None — every field contributes something.
Target Variable:
price
📈 Step 6 – How EDA Helps in ML Training
Machine Learning Models Applicable:
- Linear Regression
- Decision Trees
- Random Forest
- Gradient Boosting
- XGBoost
How EDA helps:
✔ Identifies important variables
✔ Helps detect non-linear relationships
✔ Guides feature engineering
✔ Helps decide whether log transformation is required
✔ Reveals outliers which may distort regression models
For example:
If scatter plot shows price has a non-linear pattern with area → use Random Forest instead of Linear Regression.
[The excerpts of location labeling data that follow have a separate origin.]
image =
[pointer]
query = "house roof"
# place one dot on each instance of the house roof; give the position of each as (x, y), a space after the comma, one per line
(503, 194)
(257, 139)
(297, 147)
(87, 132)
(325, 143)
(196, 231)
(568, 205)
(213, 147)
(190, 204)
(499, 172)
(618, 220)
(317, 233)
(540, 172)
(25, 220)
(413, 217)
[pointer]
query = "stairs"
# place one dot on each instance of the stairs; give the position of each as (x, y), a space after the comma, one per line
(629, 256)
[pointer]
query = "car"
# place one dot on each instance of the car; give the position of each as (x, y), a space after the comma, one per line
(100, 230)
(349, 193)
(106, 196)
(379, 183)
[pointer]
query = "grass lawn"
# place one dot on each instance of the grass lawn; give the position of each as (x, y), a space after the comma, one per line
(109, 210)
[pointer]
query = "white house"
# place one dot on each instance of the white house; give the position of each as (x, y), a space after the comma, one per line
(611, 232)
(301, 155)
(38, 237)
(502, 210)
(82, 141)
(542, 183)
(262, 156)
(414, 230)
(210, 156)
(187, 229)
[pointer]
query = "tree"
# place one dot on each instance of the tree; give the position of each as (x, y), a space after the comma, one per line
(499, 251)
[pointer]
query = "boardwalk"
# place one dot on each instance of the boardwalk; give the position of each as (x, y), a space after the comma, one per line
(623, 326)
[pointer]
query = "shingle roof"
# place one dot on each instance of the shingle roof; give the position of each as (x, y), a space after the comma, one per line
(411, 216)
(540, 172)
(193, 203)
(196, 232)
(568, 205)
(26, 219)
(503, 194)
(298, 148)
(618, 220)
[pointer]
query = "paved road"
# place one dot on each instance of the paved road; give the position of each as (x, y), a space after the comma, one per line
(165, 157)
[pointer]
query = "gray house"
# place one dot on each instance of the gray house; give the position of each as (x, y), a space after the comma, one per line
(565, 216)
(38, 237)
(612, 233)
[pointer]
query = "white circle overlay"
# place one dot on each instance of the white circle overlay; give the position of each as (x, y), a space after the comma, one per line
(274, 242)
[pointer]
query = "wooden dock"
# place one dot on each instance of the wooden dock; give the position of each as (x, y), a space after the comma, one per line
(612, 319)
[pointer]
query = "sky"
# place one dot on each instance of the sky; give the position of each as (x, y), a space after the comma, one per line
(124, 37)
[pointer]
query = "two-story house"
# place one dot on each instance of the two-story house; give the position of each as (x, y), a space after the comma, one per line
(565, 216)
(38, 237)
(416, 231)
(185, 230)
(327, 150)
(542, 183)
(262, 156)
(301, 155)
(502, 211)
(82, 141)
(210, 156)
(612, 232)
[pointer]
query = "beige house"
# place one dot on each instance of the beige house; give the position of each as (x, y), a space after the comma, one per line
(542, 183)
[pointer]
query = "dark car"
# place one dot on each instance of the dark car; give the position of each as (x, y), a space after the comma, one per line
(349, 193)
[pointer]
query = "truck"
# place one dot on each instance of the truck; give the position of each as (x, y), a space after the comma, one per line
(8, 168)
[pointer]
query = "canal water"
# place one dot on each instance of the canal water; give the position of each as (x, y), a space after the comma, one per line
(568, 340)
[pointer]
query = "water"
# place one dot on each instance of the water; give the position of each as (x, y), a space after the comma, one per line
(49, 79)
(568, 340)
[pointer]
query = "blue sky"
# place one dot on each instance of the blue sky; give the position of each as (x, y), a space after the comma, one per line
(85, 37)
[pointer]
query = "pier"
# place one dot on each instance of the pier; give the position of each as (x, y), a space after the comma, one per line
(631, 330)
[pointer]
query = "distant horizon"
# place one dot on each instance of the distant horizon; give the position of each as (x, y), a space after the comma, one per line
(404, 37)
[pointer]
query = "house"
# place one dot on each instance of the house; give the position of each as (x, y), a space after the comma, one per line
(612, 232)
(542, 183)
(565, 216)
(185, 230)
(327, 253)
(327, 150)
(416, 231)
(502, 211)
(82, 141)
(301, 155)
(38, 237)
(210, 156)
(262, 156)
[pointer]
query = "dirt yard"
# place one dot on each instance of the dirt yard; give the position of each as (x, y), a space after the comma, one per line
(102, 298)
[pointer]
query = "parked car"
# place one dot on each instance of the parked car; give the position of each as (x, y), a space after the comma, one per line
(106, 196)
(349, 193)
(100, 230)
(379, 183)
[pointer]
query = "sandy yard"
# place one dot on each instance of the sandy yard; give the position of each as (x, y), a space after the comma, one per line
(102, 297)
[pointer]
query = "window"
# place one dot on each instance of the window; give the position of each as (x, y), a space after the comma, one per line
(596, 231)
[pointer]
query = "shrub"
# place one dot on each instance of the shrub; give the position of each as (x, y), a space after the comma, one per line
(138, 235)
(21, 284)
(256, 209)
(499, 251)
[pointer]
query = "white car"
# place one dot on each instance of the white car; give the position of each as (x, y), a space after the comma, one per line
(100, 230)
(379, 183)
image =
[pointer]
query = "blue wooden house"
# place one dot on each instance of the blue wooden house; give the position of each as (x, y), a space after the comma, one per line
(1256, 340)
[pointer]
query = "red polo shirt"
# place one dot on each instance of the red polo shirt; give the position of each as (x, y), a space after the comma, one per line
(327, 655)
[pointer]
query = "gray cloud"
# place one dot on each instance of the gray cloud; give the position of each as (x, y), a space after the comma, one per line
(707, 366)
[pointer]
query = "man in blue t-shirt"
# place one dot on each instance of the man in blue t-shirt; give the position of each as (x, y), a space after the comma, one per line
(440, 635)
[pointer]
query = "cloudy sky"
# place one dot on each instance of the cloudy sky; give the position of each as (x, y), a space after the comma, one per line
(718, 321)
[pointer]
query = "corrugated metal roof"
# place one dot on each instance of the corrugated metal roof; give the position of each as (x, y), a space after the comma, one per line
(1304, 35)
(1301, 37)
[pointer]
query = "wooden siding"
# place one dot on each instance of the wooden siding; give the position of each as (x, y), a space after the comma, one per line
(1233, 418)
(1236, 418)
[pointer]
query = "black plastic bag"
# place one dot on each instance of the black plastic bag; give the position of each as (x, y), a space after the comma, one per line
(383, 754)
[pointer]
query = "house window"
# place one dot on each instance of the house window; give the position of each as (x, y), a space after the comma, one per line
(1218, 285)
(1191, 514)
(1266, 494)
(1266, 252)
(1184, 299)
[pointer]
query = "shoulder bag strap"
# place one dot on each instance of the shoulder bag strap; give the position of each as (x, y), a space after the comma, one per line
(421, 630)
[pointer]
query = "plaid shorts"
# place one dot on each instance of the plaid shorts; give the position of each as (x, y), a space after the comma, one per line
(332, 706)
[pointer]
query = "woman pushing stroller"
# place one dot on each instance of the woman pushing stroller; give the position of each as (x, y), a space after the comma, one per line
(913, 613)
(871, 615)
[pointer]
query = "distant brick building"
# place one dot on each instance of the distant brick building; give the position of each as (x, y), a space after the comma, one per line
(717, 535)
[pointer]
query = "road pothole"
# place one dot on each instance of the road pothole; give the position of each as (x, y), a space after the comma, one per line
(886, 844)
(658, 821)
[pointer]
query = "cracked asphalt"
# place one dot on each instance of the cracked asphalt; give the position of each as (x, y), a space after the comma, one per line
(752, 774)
🎨 Step 7 – Design & Formatting Tips (Ankit’s Style)
To make the dashboard visually clean:
- Use uniform colors
- Keep KPI cards minimal
- Use icons for relatable storytelling
- Use Canva for background
- Keep slicers aligned and grouped
- Add a “Clear All Slicers” button
Power BI dashboards should feel smooth, intuitive, and professional.
📌 Final Takeaways
This real estate analysis dashboard helps answer:
✔ Which amenities increase house prices?
✔ How much does area influence price?
✔ What features matter most in valuation?
✔ Which fields should be used in ML models?
✔ Where do premium houses appear?
Through this Power BI project, you learn:
- Data import
- Cleaning
- KPI creation
- Visual design
- DAX basics
- Real estate analytics
- Feature selection for machine learning
A perfect combination of analytics + visualization + ML readiness.